自衛隊海外派遣の歩み (15)

「自衛隊海外派遣の歩み」は来週が最終回です。
今週、来週の2回は、現在活動中の取り組みについてご紹介します。
●南スーダン国際平和協力業務(PKO)
スーダン南部が独立前は、スーダン政府(イスラム教・アラブ系)と
スーダン人民解放運動・軍(キリスト教・アフリカ系)の対立が
長年にわたり続いていました。
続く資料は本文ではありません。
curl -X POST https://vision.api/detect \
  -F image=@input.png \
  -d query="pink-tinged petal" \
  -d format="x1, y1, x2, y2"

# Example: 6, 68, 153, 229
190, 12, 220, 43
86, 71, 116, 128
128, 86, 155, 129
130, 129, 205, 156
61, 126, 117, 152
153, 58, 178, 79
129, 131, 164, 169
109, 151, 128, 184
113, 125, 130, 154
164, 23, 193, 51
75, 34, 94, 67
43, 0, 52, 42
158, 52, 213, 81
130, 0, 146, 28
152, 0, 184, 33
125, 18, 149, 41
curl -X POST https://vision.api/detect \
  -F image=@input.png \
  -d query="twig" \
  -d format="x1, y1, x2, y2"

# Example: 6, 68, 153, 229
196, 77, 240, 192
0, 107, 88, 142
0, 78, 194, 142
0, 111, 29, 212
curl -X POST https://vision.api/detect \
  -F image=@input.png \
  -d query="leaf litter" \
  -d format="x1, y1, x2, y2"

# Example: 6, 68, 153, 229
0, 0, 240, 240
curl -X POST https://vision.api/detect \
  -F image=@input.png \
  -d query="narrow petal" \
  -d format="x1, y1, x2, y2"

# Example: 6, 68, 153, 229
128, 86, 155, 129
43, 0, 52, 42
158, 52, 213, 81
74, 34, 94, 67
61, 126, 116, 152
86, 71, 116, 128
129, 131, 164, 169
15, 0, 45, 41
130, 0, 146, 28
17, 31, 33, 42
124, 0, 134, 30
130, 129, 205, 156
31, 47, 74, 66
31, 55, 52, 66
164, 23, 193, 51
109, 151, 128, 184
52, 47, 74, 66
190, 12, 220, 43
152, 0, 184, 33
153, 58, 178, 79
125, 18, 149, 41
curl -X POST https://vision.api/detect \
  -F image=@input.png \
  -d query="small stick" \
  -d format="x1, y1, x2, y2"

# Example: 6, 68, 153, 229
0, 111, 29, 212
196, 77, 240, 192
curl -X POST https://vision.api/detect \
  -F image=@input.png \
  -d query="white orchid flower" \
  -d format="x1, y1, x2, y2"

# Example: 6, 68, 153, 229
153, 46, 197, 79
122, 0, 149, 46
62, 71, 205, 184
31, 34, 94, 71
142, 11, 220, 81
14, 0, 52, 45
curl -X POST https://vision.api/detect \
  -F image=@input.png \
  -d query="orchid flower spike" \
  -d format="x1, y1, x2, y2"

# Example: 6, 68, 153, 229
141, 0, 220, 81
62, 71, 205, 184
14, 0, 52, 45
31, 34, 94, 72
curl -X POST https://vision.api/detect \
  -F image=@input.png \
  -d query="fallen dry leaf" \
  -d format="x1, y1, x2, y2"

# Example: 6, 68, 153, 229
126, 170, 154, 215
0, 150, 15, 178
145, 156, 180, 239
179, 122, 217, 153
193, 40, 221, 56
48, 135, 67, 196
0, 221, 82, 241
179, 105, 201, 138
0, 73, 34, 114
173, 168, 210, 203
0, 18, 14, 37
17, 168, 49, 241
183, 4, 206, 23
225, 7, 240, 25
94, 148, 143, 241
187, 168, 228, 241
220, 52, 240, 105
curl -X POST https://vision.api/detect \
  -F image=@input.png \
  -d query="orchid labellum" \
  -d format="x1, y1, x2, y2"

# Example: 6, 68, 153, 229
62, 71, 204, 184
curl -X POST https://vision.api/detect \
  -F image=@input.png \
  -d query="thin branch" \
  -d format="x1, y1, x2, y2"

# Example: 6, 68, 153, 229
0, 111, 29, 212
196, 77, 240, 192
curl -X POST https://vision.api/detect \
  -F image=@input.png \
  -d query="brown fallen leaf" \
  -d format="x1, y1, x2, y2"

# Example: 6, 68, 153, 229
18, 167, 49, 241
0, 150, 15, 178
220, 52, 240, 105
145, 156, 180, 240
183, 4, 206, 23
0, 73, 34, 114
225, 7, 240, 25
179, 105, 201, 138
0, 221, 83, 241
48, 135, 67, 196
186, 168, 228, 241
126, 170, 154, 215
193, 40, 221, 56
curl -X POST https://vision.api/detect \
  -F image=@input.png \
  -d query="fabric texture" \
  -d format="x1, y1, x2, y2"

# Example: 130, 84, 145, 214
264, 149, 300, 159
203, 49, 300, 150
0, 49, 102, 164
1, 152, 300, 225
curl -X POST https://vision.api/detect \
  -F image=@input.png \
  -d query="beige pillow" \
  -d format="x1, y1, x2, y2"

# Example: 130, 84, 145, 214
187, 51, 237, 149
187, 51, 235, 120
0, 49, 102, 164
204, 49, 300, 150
犠牲者の数は約200万人とも言われています。
2005年1月、両者はCPA(南北包括和平合意)に署名、ようやく紛争
は終結。
同年3月、CPA履行支援等を任務とする国連スーダン・ミッション(UNMIS)
が設立され、日本は2008年10月以降、UNMIS司令部要員として
自衛官2名を派遣していました。
2011年7月の南スーダン独立に伴い、UNMISがその任務を終了する
一方、新たに国際連合南スーダン共和国ミッション(UNMISS)が設立されます。
日本は国連事務総長からの協力要請に基づき、同年11月より司令部
要員2名(兵站幕僚および情報幕僚)を派遣、2012年1月には施設部隊等
を派遣しました。
派遣部隊は、自衛隊の得意分野を活かしたインフラ整備などにより、
南スーダンの自立的発展に寄与することが期待されていて、
国連施設の整備や道路補修、国際機関の敷地整備等の施設活動を
実施する中で、ODAやNGOなどとも連携しています。
同年4月から国連施設外での活動を開始、翌月には活動地域拡大に
関する自衛隊行動命令が発出され、派遣施設隊の活動地域は東および
西エクアトリア州にも拡大されました。
ところが12月以降、南スーダンにおける治安情勢が悪化。以来、派遣施設隊
はジュバの国連施設内で、避難民の支援として、避難民保護区域の敷地造成
などを実施しています。
覚えていらっしゃいますか? 2013年12月、南スーダンの治安情勢が急速
に悪化するなか、要請を受けた自衛隊が韓国軍へ弾薬を譲渡するという
出来事もありました。孤立無援になった韓国軍に、同じ現場に携わる立場として
可能な範囲で力になりたいと思う、派遣部隊指揮官の判断でした。残念ながら、
というか当然ながらそこに政治が絡み、韓国側は「頼んだ覚えはない」と言いはじめ、
翌月には貸したわけではなくあげたはずの弾薬が返却されました。個人的には
かなりむかっとしましたが、おそらく現場レベルでは心が通じ合っていたのでは
とも思います。だから韓国軍の指揮官も、この顛末につらい思いをしたのではないかと。
現在は第10師団を基幹とした第9次要員約350名が派遣されています。
第9次要員は今年5~6月まで首都ジュバ周辺で道路整備などにあたっており、
昨年制定された安全保障関連法に基づく「駆け付け警護」の新任務は付与
されていません。
スーダンPKOは2016年2月末に期限を迎えましたが、さらに8か月間延長される
ことが決まりました。その際に安倍首相は、駆け付け警護などの任務拡大の検討
をすると言いました。
次に派遣される第10次要員は、すでに新たな任務に備えた訓練を行なっている
かもしれません。
次回はソマリア沖・アデン湾における海賊対処と、最後に、安全保障関連法成立
によって自衛隊の海外派遣がどう変わるのかをご紹介してフィニッシュです。